Зельвин был очень бледен.
— Я… Я… Мне нужен рубль… — Он осекся, будто ему не хватило воздуху, и испуганным голосом договорил: — Фридман, одолжи рубль! Очень надо…
Фридман машинально сунул руку в карман, где у него лежал единственный серебряный рубль, сжал его в кулаке и выпалил:
— У меня нет! Честно!
— Эх, как нехорошо! — вздохнул Зельвин. — Жилье снимаю за рубль в месяц, не жилье, а конура, прости Господи. Уже три дня просрочил… Сегодня не принесу — не пустят, хоть на улице ночуй.
«Надо ему одолжить», — с раскаянием подумал Фридман, но не решился вытащить из кармана монету и двинулся по улице, сам не зная куда. Зельвин пошел следом.
Они прошли мимо кафе. Фридман думал, как отделаться от приятеля, хотя очень ему сочувствовал.
— Нехорошо! Нехорошо! — повторял Зельвин, как заклинание, которое поможет раздобыть нужную сумму.
От его несчастного голоса у Фридмана сердце разрывалось, и он был зол и на себя, и на друга.
— А знаешь что! — вдруг воскликнул Зельвин. — Я к тебе ночевать пойду! Туда нельзя, не пустят…
Фридман видел, что друг смотрит на него с отчаянием, ждет помощи, надеется и не верит. Фридману стало стыдно. Ведь он может спасти Зельвина, если не пожалеет денег, которые, конечно, ему самому очень нужны, и признается, что у него есть рубль. После недолгой внутренней борьбы он уже открыл рот, чтобы сказать: «На, возьми», но мысль, молнией мелькнувшая в голове, удержала его, и он сказал совсем другое:
— Да, конечно, пойдем, переночуешь у меня.
Лицо Зельвина разгладилось, взгляд прояснился, он перевел дух и быстро заговорил:
— Черт его знает, где на жилье денег раздобыть. Что есть нечего, это еще полбеды, хуже, что переночевать негде. С тех пор как в большой город приехал, болтаюсь, как бездомный бродяга, ни кола, ни двора.

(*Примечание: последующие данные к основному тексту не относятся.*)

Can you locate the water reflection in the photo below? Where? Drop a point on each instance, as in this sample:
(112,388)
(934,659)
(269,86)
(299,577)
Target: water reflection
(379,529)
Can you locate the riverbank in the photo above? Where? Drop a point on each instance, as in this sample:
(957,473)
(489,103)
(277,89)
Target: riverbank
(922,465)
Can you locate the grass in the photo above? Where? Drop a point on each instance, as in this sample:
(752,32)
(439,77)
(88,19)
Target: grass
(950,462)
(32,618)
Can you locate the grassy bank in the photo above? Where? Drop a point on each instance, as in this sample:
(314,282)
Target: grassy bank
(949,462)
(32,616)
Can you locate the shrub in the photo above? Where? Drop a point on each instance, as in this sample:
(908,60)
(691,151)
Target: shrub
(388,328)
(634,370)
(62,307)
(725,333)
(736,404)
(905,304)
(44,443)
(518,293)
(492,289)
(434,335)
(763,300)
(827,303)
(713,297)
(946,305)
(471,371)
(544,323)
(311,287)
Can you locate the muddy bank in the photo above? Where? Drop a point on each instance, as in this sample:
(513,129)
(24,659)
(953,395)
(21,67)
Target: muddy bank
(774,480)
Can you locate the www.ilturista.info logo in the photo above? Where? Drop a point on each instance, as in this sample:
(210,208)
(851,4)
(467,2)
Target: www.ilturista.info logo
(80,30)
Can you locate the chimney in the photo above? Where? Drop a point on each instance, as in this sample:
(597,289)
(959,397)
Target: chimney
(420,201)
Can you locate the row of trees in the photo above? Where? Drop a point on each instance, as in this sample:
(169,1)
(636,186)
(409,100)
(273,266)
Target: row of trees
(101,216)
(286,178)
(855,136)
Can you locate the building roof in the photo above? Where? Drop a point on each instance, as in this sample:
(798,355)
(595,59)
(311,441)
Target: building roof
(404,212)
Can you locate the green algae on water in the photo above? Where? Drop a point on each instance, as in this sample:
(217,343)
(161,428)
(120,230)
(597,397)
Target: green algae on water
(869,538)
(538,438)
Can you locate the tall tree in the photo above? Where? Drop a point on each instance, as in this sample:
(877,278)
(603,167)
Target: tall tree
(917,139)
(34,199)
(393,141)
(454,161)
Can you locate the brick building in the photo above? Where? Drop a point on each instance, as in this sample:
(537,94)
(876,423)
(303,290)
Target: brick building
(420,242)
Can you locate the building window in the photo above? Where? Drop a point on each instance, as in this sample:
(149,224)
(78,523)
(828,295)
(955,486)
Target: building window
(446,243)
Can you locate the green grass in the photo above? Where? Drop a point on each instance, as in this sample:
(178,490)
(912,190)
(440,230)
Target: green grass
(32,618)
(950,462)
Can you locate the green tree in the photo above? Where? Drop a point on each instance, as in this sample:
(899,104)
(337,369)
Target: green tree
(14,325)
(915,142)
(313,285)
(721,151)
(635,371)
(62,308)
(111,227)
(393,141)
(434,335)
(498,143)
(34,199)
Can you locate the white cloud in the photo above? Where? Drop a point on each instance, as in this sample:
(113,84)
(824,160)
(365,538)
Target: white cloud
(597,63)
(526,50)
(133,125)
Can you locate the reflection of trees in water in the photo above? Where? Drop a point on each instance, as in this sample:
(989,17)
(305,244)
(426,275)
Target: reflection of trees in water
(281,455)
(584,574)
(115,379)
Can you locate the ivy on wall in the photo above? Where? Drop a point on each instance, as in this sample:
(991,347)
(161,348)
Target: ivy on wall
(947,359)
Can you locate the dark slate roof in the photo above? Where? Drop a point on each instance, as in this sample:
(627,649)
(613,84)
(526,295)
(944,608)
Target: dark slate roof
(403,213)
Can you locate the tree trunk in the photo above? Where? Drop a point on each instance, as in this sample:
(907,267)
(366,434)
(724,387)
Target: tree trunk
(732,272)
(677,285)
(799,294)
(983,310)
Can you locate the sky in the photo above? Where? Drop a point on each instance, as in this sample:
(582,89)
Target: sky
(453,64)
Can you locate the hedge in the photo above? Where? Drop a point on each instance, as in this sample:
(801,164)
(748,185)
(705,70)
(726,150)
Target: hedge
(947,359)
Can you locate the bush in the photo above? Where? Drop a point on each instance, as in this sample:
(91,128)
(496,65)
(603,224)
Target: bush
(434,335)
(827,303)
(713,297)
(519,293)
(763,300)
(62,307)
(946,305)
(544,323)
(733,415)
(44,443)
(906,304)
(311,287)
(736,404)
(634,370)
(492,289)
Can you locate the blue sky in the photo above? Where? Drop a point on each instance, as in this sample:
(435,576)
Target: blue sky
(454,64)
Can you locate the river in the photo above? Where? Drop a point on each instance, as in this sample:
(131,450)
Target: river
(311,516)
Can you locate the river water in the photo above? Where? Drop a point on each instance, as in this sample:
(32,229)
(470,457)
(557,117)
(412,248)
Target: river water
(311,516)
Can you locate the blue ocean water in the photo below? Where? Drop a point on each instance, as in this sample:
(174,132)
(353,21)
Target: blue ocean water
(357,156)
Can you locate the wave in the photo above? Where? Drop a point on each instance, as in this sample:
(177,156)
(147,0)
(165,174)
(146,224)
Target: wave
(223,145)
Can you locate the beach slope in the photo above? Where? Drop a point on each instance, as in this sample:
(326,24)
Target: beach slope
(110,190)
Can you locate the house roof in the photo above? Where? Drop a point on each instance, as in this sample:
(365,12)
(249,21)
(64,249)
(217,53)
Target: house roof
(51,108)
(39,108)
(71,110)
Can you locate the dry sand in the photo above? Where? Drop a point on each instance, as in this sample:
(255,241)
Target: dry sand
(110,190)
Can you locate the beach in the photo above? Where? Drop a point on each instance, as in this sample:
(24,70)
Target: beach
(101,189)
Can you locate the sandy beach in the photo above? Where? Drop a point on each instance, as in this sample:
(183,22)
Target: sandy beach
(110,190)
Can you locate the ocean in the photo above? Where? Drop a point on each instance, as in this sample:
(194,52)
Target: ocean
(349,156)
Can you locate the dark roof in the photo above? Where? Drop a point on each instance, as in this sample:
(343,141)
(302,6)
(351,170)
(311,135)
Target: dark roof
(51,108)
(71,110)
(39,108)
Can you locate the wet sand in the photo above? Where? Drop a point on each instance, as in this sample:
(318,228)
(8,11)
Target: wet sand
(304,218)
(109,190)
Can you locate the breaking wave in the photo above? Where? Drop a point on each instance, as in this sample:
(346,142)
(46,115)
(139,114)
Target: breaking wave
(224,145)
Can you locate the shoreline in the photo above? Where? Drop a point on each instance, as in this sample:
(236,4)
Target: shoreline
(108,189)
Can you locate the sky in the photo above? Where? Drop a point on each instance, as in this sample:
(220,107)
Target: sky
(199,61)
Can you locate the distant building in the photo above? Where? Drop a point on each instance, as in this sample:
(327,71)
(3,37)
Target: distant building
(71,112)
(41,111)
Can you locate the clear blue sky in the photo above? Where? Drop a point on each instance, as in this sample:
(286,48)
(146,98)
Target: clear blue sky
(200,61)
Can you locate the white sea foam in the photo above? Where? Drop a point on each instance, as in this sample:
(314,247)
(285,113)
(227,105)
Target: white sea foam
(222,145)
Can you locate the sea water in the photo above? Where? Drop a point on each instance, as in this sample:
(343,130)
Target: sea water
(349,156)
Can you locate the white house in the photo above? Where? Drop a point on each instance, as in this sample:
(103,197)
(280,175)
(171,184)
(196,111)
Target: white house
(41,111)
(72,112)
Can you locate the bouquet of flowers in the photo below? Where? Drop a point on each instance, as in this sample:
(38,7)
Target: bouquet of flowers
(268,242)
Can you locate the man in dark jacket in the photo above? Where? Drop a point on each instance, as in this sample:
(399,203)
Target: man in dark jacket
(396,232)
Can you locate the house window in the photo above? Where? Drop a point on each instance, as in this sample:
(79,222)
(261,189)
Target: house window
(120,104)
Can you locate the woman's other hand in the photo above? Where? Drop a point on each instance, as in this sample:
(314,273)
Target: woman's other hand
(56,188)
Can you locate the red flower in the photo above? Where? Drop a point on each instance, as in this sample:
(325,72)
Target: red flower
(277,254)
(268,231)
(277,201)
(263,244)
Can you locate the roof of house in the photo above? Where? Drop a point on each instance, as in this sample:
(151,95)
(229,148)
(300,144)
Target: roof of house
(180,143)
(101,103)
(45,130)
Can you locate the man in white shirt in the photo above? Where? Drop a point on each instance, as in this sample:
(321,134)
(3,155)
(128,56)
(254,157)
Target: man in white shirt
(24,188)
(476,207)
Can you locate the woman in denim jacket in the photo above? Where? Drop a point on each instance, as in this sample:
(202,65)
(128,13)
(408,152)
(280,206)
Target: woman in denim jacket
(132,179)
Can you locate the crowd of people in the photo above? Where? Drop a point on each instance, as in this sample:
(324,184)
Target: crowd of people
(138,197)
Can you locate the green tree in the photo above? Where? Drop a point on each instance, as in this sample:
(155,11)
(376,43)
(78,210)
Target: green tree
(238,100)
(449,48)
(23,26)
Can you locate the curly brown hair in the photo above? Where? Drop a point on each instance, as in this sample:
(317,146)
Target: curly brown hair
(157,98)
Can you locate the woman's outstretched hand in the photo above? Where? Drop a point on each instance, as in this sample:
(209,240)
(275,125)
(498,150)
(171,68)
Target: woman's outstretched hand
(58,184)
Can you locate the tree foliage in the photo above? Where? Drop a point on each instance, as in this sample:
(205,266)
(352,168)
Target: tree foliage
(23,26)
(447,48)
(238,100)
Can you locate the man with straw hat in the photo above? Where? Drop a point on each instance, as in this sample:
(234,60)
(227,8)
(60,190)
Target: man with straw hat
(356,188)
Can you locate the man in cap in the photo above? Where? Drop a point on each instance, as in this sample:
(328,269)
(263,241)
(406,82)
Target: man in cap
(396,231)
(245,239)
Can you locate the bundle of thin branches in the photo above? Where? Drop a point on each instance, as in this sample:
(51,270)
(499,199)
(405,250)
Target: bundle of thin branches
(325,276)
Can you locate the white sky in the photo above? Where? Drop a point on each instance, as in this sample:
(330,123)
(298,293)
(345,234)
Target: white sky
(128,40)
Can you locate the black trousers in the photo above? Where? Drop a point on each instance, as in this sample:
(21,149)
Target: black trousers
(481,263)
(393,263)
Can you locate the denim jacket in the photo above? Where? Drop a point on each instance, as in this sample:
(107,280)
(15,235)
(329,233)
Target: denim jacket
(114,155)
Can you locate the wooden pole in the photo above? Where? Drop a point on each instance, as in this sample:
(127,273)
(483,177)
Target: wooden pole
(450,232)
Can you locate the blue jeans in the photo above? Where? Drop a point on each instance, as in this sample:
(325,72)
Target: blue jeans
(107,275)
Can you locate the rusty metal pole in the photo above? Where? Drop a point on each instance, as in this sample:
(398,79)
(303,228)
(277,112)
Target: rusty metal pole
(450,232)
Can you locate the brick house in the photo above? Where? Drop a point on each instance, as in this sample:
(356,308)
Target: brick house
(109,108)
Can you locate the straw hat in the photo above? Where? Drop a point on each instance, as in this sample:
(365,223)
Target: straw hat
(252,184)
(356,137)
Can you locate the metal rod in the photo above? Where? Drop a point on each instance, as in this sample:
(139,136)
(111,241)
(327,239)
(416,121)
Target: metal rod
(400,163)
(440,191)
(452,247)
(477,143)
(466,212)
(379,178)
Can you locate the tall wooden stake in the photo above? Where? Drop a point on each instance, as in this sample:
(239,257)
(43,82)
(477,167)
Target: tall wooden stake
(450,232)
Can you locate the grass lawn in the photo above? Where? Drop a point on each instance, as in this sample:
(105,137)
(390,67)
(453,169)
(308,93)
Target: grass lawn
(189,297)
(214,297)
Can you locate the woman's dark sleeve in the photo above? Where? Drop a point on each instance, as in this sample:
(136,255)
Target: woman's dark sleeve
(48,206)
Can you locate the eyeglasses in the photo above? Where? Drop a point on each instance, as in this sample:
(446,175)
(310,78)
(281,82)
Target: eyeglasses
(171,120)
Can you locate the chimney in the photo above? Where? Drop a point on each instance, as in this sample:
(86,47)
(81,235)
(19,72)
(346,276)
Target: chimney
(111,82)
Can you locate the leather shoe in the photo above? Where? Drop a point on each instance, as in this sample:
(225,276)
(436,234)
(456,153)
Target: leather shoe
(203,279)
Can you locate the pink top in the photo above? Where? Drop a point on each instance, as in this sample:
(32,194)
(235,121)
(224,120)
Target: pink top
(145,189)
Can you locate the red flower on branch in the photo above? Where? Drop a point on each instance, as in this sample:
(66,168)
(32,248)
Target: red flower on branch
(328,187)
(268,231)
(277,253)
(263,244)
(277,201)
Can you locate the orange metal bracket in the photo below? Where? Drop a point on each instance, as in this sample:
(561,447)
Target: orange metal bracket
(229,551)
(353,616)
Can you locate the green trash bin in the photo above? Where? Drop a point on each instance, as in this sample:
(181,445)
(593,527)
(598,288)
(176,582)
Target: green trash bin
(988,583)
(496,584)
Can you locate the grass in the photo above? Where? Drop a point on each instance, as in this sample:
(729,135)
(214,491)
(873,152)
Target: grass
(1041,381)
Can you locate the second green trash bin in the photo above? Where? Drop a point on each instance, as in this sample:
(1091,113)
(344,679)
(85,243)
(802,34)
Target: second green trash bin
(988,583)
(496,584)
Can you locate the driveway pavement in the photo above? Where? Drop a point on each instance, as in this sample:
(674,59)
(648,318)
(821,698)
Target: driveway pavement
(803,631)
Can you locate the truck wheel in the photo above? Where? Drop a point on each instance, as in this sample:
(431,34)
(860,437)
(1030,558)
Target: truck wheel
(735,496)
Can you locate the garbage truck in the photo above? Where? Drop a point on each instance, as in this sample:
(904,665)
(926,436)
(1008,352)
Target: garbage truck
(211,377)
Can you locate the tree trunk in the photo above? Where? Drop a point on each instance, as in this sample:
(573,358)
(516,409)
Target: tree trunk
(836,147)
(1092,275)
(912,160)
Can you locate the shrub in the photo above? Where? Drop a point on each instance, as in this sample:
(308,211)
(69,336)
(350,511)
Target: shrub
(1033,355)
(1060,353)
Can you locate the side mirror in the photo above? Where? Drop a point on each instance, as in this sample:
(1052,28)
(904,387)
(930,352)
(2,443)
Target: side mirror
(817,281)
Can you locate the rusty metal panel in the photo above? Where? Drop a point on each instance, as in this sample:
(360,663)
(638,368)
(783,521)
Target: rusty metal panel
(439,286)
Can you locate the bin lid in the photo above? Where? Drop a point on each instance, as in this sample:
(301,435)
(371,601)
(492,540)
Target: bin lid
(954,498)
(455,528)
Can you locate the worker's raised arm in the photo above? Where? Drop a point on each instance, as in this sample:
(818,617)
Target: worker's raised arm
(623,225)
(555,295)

Фридман не отвечал. Держа руку в кармане, повторял про себя, что «у него нет», чтобы, забывшись, случайно не проговориться… И когда он прикасался к монете кончиками пальцев, ему казалось, что он трогает какую-то мерзость, которая замарает его на всю жизнь. Он вытащил руку из кармана и решил, что вообще забудет про этот несчастный рубль. Но едва Зельвин снова завел про свою бедность, Фридман, будто издеваясь над самим собой, опять сунул руку в карман и опять подумал, что сейчас забудется, вытащит монету, и Зельвин ее увидит. Он шел и дрожал от страха.